Grendel, the formless monster of the epic poem, is here humanized, or rather troll-ized; that is, the filmmakers set out to make him a complex character with real motivations. By doing so they ultimately make a powerful, and aptly timed, statement about the nature of violence and war. When Beowulf finally slays the murderous Grendel, the act carries no pretensions of heroism.
The film is a bit vulgar, though no necessarily offensively so, in its violence, sexuality (even Grendel is given a sex-scene) and anachronistic use of strong language. The visuals, from the locations to the costume and set design to Jan Kiesser’s cinematography, are impressive; an impressive visual sense alone, however, does not a good film make.

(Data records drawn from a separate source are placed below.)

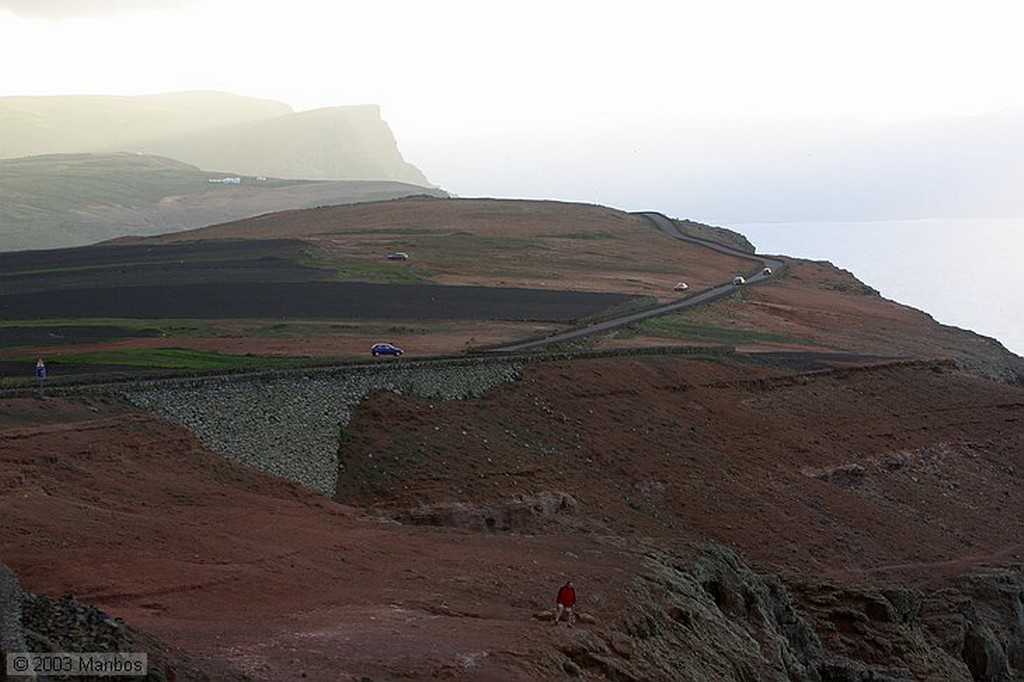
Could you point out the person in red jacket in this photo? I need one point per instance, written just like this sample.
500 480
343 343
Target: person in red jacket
565 602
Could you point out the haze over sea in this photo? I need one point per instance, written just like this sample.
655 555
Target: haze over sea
964 272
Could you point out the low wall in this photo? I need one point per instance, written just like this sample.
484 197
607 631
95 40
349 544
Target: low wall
290 424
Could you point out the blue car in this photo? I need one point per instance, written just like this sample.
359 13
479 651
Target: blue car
385 349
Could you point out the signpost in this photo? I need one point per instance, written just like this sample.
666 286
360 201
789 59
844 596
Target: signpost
40 373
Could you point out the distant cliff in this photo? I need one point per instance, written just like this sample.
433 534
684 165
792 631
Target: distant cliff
214 131
68 200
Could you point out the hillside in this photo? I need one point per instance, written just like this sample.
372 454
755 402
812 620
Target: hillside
800 480
212 130
484 251
721 521
68 200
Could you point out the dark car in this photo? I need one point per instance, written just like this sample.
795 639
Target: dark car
385 349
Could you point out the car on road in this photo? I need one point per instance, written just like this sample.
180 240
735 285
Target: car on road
385 349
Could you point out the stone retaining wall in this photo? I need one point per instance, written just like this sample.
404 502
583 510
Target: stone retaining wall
289 424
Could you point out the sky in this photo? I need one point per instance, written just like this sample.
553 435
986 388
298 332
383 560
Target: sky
453 67
569 98
726 112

Gerard Butler, as Beowulf, and Ingvar Eggert Sigurðsson as Grendel, both perform well, but it’s Stellan Skarsgård in a supporting role as the Dane King who steals every scene that he’s in. Sarah Polley, on the other hand, as the resident village witch sticks out like a digital wristwatch and ruins every scene she appears in.
Director Sturla Gunnarrson tried to make an Icelandic, Middle Ages A History of Violence, but despite a strong cast, crew and concept can’t cohere it together into the great film it could have possibly been.